When I plug in your RegEx into regex101.com I’m getting a syntax error, so maybe check there. (I’m not a RegEx pro by any means, many others here are very good with it though.) What do you intend for your RegEx to filter out?
I did notice that starting at your Number Filter node, you begin to append a new column to your dataset, instead of replacing the existing Document column as you did before. This is going to cause problems when you get to the Bag of Words because only some of the preprocessing steps will have been applied to the column that you end up selecting. Carefully go through your preprocessing nodes and make sure the replace column option is being applied consistently and correctly.

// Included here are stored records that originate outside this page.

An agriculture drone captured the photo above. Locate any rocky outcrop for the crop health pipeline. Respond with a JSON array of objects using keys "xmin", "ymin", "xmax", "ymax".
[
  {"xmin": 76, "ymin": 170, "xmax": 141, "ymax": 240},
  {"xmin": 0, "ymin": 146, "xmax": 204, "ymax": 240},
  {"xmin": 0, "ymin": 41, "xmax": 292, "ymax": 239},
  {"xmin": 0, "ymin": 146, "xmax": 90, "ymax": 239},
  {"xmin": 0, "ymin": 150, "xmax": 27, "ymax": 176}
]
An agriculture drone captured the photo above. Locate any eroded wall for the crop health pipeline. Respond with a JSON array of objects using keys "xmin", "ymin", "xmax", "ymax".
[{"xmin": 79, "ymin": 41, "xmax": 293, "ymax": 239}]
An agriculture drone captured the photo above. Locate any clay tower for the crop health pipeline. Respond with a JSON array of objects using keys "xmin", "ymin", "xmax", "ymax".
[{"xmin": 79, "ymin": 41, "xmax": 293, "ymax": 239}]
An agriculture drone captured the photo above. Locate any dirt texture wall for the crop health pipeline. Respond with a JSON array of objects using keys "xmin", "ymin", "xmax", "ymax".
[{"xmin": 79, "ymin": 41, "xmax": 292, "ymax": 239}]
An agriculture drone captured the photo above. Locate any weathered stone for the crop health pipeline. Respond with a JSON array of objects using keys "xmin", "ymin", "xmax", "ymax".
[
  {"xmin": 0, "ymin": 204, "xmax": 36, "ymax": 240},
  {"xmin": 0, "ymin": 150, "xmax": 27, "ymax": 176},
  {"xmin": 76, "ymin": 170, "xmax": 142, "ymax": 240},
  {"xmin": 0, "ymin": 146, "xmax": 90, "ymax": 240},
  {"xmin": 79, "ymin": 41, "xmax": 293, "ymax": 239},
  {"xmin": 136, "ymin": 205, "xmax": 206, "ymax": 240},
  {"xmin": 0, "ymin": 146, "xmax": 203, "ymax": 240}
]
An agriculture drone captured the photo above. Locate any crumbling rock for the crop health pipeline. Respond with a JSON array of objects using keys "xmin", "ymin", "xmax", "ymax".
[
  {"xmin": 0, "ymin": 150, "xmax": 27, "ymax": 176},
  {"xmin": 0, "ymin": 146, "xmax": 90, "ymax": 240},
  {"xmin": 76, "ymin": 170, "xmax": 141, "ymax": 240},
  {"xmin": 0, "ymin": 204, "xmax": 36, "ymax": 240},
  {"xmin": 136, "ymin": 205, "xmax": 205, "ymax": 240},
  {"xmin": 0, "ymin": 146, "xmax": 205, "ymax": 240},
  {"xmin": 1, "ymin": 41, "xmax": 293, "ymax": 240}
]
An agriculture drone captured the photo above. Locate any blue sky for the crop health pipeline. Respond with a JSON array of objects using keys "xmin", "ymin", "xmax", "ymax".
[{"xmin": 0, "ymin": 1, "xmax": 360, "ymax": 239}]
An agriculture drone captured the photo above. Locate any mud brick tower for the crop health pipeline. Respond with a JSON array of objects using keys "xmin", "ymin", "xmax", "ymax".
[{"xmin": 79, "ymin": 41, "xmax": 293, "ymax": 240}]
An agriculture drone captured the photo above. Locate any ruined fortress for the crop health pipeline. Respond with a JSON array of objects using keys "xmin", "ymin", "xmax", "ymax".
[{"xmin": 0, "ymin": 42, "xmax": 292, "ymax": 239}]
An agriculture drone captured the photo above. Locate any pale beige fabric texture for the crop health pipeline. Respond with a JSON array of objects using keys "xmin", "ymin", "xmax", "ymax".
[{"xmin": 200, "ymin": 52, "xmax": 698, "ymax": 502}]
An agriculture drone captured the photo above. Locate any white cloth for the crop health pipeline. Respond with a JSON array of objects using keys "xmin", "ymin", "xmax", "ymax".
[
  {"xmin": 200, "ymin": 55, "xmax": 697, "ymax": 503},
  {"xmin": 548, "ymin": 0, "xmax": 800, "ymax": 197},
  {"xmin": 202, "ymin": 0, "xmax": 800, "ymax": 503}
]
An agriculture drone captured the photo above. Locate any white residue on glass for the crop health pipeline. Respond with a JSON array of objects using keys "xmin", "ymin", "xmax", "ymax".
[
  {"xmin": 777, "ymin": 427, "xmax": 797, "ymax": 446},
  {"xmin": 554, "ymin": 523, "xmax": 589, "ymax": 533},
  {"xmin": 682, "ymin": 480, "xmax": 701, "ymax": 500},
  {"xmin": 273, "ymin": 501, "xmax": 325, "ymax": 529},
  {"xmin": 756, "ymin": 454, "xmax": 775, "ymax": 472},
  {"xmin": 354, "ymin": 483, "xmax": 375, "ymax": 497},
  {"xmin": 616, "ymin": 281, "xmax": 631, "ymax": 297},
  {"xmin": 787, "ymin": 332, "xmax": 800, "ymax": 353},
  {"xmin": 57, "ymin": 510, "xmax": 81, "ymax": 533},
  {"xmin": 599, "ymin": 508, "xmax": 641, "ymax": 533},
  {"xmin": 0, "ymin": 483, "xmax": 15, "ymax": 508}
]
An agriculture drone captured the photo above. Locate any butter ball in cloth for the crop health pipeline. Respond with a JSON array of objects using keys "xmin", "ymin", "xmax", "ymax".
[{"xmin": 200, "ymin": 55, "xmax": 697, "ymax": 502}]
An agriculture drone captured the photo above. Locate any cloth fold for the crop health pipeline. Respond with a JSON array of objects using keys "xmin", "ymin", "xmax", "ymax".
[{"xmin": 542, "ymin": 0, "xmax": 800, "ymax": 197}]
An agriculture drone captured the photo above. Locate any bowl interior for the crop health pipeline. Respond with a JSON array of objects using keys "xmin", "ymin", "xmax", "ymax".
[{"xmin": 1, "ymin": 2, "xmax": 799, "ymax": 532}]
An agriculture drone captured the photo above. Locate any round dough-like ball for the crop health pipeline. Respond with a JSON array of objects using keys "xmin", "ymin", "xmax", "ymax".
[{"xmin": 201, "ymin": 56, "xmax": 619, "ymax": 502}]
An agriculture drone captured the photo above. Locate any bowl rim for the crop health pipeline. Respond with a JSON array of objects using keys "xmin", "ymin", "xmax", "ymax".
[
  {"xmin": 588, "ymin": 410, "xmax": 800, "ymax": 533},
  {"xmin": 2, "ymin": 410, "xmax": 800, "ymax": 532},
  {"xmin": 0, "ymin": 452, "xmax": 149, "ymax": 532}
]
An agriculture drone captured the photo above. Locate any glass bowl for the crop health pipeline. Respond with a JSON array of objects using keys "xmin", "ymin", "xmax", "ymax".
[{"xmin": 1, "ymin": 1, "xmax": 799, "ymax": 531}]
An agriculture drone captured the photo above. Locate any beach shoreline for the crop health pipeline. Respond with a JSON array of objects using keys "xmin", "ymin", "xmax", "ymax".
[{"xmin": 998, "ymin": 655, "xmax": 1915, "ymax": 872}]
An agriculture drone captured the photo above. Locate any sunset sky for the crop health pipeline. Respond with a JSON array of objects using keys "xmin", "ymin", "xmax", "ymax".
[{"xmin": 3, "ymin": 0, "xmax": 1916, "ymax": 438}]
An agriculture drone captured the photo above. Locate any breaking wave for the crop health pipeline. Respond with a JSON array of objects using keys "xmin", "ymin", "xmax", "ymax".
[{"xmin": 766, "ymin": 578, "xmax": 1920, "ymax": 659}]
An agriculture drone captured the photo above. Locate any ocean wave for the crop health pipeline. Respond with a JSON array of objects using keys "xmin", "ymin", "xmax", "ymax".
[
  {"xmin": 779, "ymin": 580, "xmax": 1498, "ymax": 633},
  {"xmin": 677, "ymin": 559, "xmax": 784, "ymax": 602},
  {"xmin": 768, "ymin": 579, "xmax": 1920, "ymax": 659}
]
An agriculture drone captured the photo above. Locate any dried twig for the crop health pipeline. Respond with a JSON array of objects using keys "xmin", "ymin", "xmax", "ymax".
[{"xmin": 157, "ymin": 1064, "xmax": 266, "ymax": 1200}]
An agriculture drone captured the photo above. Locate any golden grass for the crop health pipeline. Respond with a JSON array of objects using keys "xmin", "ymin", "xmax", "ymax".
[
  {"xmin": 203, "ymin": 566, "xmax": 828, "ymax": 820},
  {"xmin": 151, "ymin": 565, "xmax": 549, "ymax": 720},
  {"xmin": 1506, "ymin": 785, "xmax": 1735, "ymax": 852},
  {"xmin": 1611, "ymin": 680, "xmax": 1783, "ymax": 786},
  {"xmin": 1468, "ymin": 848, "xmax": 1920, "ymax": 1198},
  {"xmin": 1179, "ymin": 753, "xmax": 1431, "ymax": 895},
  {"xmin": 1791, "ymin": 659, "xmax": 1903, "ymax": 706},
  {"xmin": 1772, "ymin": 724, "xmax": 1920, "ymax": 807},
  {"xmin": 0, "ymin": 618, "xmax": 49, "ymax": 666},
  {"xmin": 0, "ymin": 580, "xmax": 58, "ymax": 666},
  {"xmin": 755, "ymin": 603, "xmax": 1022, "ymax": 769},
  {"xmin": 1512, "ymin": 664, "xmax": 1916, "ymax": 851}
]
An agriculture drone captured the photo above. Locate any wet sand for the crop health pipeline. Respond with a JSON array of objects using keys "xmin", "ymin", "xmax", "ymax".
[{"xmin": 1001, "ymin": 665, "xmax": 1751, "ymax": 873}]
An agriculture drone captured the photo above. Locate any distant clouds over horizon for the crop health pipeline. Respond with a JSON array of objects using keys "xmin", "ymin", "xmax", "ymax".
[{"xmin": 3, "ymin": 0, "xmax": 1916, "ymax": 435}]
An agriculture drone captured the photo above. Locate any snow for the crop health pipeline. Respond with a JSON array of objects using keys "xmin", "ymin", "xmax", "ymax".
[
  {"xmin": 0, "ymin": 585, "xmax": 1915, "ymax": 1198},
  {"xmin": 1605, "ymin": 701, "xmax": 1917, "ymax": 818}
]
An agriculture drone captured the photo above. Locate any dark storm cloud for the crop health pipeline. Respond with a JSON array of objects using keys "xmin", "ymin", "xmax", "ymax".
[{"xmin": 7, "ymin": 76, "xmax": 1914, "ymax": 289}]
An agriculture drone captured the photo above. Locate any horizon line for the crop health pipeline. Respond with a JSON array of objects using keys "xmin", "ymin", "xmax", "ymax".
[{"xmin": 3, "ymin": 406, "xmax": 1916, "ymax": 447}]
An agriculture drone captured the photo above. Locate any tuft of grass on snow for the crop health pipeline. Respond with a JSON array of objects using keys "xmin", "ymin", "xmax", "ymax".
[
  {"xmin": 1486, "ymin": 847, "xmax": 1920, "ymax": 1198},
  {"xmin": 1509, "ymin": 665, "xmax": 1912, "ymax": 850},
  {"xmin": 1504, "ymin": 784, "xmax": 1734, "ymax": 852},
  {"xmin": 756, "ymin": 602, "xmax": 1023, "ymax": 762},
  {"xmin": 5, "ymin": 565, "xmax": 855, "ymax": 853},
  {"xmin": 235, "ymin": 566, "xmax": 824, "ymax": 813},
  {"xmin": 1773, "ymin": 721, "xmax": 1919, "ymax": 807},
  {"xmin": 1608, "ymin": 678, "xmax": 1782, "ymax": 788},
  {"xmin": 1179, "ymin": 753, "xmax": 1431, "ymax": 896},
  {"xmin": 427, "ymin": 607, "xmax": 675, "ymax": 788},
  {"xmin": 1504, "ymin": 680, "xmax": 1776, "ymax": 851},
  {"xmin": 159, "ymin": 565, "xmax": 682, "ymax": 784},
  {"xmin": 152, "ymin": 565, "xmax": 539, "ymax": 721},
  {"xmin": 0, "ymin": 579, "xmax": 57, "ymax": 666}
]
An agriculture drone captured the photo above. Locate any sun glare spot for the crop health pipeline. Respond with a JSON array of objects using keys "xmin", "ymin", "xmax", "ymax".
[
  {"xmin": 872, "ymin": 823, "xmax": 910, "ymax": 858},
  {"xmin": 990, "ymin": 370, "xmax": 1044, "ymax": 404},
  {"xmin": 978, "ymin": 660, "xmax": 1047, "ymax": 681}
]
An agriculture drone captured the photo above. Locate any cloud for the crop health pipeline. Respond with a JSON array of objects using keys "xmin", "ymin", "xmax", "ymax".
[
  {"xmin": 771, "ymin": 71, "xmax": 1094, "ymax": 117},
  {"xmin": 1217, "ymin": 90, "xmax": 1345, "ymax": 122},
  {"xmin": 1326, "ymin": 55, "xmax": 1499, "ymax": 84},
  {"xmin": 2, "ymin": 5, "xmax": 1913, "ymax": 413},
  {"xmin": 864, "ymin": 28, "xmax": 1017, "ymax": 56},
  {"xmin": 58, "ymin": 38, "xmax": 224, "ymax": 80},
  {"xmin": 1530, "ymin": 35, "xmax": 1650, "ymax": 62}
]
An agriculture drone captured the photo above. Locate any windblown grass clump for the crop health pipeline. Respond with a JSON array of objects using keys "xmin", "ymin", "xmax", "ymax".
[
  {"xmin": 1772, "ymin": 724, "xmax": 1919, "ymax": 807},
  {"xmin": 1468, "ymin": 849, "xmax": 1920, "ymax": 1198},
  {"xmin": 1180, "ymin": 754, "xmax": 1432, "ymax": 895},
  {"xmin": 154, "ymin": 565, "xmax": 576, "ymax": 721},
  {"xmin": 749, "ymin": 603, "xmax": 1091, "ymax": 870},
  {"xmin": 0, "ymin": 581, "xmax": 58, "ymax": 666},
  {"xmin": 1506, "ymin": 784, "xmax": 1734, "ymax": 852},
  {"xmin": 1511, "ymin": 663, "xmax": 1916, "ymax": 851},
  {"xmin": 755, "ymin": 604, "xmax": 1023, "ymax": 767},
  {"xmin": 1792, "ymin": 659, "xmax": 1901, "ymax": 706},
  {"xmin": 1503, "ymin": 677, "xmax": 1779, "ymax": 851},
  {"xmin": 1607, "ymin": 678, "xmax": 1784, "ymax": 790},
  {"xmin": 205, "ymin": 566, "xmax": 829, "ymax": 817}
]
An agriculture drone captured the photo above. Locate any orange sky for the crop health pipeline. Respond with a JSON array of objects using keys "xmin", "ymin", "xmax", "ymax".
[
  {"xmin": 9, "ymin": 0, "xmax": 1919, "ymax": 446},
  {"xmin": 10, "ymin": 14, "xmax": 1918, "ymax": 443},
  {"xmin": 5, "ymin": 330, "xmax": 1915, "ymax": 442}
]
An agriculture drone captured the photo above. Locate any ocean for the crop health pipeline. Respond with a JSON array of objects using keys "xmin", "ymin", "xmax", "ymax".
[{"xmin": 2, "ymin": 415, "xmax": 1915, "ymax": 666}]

When it comes to labeling, do I have to label some of my tweets manually? Or can I for example use sentiment140 or Kaggle Airline Review dataset to train an ML model and then deploy this trained model with new tweets, which in this case are my tweets? I also see a lot of the examples are using the category to class node, is this necessary when working with supervised-learning?
If you don’t have labels for the individual tweets, one approach is to apply the positive and negative dictionaries to the documents, and then calculate a score based on how many positive versus negative words show up.
If you do have labels, then storing them in the document early using the Category in the Strings to Document node is useful, so you can pull them back out later with the Category to Class node prior to implementing your classification algorithm.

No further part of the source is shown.